11月6日(日)、久しぶりに(いつもは6月の妻幸子の誕生日周辺と10月のぼくたちの結婚記念日周辺に行くのだけれど、この春は、家族のスケジュールがうまく合わずに行くことが出来なかった)三笠会館鵠沼店に行った。ローストビーフディナーの案内が送られてきたことも僕たちの背中を押した。
長男巌生の嫁奈保美も含めて6人で、至福の時を過ごした。
その折り、ふと思いついて、以前、ぼくたち夫婦の銀婚式を祝ったときに、備忘のために書いておいた駄文を打ち出して持参し、山岸支配人に手渡した。
山岸支配人も、ぼくたちの銀婚式のことを覚えてくれていた。
「あのときは、大変でしたよ。高尾と二人でメニューの相談をし、3度ぐらい試作してみましたし。まあ、わたしは味見をする係でしたが」
一瞬、食べかけのローストビーフが喉に詰まった。たった一度の、それも、たった6人だけのためのメニューのために、試作を3度も。まあ、元が取れないことは初めっから分かっていた。しかし、湘南フレンチの始祖を標榜する高尾シェフ自らが、それだけの労力と時間をかけて、ぼくたちの銀婚式ディナーに臨んでくださったことは、ぼくたちにとって素晴らしいプレゼントであったとともに、とても誇らしいことに思えた。

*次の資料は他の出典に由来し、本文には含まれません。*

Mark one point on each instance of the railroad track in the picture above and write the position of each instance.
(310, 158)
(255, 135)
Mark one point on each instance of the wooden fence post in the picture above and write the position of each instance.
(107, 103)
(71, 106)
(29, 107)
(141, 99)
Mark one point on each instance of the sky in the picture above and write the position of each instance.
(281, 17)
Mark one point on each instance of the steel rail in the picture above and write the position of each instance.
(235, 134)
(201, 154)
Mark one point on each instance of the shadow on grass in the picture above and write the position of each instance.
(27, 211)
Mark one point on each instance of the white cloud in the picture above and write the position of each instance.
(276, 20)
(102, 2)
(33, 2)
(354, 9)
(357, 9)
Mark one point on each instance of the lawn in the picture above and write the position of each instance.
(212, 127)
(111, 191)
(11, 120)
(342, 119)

いくつかの三笠会館鵠沼店でのローストビーフの思い出が、頭の中を駆けめぐった。
先の文章にも書いたが、30年ほども前、結婚する前の幸子と最初に食べた時のこと。
ぼくたちの無理な注文に応じて、お昼の時間に特別に焼いてくださった時のこと。やや小振りな塊をそれぞれの皿に切り分けてくださった後、端の部分(まあ、パンで言えばミミに当たるところ)を小さな皿に盛ってくださり
「エンドカットと言います。ちょっと塩気がきつくなりますが、これはこれでおいしいものですよ。のこりの部分は、おみやげにお包みしておきますから」
次の朝、トーストに挟んで食べたエンドカットの味は忘れることが出来ない。
そんな話を山岸シェフにしたら、
「ええ、やはり味がきつくなってしまいますから、普段はお客様にはお出し出来ません。後でお包みしておきますよ」「パンに挟むのは、大正解で、パストラミビーフ何かよりずっと美味しいですよね」
そう言えば、前回のローストビーフを切り分けてくださったのは、高尾シェフではなかった。今、思い起こすと、今回紹介していただいた芳川シェフではなかったか。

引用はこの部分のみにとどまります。